One rule I always try to follow is don’t work blind if you don’t have to. Being able to see the cut allows you to keep an eye on cutters for anomalies—chip packing, chatter, improper coolant coverage, poor surface finish, cutter flex, gouging and jamming—before they become an issue. An added benefit is machined features will likely be easier to inspect.
Theoretically, you have stability when pressure applied anywhere perpendicular to an unclamped part doesn’t move the part. Having stability is more important when machining a flimsy part—the strength of the material may not provide enough rigidity to make a cut.
There are a few items to keep in mind when using V-blocks to hold parts. First, V-blocks don’t apply clamping pressure over a large surface area. The clamping pressure is applied to tangent lines on the part circumference. If you squeeze down too hard on a part held with a V-block, you may dent the part and throw the centerline of the part off location.
If you use two V-blocks to hold round parts, theoretically, you get four lines of clamping contact. If cutting pressures will be light, I often use just one V-block and a vise jaw to apply clamping pressure. In addition, placing soft material between the vise jaw and part prevents denting the part.
If the diameter of a cylindrical part is not precise and consistent, using a V-block to hold the part may cause it to tilt or throw the centerline off location. That’s one reason you shouldn’t always take advantage of wide-open tolerances.
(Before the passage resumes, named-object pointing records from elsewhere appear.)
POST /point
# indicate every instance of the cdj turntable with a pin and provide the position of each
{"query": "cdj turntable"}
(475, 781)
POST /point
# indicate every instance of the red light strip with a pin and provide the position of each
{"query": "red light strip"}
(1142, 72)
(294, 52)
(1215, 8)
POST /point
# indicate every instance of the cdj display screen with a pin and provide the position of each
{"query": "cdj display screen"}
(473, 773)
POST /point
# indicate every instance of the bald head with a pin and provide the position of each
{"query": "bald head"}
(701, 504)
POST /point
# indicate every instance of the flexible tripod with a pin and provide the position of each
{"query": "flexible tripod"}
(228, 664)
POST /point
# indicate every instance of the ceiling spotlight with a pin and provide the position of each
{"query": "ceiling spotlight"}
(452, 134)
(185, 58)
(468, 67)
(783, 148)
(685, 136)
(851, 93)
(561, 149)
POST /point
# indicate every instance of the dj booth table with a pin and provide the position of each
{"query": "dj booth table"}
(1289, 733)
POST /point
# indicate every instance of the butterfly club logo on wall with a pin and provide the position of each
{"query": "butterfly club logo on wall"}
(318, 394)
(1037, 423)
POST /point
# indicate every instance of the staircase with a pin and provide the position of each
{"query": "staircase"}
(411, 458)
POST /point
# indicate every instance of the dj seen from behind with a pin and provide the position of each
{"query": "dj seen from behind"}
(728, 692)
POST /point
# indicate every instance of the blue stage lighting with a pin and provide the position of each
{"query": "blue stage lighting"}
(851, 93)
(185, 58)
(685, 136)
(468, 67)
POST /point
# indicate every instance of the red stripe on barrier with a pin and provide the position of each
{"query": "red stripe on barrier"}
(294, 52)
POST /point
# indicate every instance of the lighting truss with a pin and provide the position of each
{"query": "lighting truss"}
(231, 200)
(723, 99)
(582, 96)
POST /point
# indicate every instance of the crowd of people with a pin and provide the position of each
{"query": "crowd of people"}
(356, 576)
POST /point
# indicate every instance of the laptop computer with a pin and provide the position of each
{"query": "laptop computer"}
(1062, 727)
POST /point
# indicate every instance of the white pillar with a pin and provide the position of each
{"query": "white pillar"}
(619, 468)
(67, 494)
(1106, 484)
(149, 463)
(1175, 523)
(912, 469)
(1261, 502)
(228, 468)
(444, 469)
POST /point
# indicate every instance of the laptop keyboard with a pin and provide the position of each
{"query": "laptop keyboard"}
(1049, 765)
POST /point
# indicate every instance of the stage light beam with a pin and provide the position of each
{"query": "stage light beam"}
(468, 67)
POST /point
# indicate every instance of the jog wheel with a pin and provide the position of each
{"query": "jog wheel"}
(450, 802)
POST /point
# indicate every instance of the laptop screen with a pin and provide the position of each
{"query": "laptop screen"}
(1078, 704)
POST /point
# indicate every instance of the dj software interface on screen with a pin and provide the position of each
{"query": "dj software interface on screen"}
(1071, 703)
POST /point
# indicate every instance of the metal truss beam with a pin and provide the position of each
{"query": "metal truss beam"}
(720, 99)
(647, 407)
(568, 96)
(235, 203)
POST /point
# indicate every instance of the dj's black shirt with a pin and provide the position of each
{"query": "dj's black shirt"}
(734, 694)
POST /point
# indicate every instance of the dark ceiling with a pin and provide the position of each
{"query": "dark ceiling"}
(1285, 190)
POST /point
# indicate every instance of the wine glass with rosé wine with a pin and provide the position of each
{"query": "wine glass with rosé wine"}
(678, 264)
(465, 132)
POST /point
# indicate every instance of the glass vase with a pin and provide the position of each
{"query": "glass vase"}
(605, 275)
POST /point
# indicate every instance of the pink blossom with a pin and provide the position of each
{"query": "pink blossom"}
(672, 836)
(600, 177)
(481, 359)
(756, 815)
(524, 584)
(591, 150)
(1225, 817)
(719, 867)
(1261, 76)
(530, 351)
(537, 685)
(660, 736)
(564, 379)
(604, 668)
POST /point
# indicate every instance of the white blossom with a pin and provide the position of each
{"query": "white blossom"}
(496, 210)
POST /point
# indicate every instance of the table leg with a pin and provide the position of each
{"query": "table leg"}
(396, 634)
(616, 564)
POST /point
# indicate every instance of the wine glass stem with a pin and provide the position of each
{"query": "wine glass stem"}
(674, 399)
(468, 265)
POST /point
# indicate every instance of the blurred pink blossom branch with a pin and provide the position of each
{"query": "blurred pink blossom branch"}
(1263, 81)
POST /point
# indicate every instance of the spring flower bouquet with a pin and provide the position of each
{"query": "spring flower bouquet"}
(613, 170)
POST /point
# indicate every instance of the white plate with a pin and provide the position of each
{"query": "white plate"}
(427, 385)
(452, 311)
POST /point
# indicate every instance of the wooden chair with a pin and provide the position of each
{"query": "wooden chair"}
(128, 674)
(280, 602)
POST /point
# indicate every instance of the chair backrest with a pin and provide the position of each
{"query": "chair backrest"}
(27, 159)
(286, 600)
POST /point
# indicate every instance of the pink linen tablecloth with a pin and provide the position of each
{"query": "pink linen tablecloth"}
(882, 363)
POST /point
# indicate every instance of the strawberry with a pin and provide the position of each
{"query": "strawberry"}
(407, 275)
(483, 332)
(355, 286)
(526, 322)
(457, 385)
Tight tolerances, although not necessarily needed for the part to function, may be needed to accurately locate and hold workpieces for further
Perishable jaw vises can effectively hold parts, but should be considered a last resort. This is because it’s often difficult to find a set that hasn’t been cut up. You can always make new vise blanks, but if you leave them out, they’ll likely get used quickly. Also, the appropriate nests have to be machined into them, which consumes time.